Nurettin Eryılmaz
Son dönemde artan kadın cinayetlerine tepki göstermek amacıyla Sakarya Barosu ve Sakarya Kadın Platformu tarafından yürüyüş düzenlendi. Çok sayıda kadının katılımıyla Yeni Cami önünden başlayan yürüyüş, sloganlar ve dövizlerle Demokrasi Meydanı’na kadar sürdü.
Ellerinde 'Özgürlüğümüzden, hayatlarımızdan, sokaklardan vazgeçmiyoruz', 'Kızını koruma, oğlunu eğit', 'Hayatını çaldığınız her kadın için yeri göğü inleteceğiz' yazılı dövizler taşıyan grup, sloganlar atarak kadın cinayetlerine dikkat çekti.
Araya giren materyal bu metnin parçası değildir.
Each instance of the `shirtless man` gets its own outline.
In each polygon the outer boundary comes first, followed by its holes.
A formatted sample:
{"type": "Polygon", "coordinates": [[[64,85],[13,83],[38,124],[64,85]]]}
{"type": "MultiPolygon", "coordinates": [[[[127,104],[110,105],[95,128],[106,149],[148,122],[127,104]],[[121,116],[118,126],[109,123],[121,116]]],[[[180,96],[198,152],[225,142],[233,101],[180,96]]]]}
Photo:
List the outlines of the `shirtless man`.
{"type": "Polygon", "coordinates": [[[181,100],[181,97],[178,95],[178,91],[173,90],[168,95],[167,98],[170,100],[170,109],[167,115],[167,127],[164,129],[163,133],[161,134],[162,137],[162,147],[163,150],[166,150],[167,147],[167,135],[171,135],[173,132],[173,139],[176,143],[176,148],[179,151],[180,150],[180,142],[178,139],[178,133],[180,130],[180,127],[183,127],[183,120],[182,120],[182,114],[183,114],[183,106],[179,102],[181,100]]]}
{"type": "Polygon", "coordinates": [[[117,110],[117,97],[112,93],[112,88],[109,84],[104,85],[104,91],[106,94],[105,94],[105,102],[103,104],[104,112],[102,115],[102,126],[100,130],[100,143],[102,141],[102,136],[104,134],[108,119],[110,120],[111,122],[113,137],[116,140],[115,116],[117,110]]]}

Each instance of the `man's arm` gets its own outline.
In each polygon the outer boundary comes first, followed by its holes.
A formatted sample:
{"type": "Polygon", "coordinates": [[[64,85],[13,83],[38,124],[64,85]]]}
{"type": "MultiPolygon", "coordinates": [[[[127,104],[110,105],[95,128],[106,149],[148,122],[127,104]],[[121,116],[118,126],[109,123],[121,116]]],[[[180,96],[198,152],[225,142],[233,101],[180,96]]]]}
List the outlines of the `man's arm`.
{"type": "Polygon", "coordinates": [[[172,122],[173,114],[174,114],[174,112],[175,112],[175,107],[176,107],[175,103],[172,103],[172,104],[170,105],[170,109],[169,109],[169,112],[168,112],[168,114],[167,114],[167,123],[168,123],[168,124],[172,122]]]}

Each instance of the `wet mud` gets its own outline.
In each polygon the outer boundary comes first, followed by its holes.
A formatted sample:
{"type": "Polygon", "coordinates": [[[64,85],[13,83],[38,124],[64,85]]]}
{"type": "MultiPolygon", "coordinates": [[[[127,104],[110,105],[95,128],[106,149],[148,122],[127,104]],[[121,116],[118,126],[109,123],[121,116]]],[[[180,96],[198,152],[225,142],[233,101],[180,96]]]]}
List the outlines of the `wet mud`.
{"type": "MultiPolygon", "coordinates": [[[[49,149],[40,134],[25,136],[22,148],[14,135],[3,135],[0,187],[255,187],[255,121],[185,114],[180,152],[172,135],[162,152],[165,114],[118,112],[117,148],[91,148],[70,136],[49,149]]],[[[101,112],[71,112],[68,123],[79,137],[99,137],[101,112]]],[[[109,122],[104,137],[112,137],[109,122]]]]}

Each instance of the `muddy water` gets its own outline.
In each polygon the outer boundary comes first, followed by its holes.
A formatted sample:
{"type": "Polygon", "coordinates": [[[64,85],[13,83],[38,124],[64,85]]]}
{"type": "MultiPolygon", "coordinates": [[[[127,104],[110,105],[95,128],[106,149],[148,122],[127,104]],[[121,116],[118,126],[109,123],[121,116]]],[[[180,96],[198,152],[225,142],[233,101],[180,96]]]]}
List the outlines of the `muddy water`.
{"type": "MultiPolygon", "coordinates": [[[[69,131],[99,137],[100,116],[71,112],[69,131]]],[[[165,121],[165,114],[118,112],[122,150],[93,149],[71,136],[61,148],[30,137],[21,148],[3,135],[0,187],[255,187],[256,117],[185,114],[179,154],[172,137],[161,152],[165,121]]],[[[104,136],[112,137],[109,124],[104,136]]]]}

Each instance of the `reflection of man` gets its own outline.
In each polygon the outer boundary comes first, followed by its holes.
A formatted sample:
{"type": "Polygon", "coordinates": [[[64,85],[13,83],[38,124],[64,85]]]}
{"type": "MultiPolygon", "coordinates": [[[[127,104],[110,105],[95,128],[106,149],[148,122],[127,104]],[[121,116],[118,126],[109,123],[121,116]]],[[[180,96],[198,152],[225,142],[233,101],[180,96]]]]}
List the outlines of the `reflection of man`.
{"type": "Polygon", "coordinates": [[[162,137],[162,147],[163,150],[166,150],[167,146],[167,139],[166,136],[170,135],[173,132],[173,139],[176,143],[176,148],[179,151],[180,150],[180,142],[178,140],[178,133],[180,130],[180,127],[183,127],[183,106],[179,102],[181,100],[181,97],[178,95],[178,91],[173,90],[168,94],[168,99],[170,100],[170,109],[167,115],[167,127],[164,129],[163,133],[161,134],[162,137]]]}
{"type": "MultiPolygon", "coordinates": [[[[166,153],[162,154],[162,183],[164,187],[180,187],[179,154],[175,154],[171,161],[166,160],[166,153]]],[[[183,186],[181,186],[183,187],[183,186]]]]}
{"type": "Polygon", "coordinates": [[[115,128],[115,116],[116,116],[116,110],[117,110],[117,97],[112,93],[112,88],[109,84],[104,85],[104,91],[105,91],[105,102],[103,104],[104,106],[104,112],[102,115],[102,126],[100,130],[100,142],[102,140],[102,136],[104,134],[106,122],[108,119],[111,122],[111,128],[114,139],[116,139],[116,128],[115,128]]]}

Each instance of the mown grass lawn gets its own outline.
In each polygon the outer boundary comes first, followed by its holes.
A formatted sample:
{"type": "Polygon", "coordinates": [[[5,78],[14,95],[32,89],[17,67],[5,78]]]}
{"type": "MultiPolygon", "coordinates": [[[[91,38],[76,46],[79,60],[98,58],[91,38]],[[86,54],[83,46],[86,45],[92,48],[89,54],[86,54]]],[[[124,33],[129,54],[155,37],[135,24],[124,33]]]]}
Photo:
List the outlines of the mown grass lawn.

Son dönemdeki kadın cinayetlerine tepki gösteren kadınların, Yeni Cami önünde başlayan yürüyüşü Demokrasi Meydanı’nda tamamlandı.
Sakarya Emniyet Müdürlüğü ekipleri, yürüyüş sırasında güvenlik önlemleri aldı.
Yürüyüşe CHP Sakarya Milletvekili Ayça Taşkent de katıldı.
Atatürk Bulvarı’ndan Demokrasi Meydanı’na kadar yürüyen kadınlar, burada basın açıklaması yaptı.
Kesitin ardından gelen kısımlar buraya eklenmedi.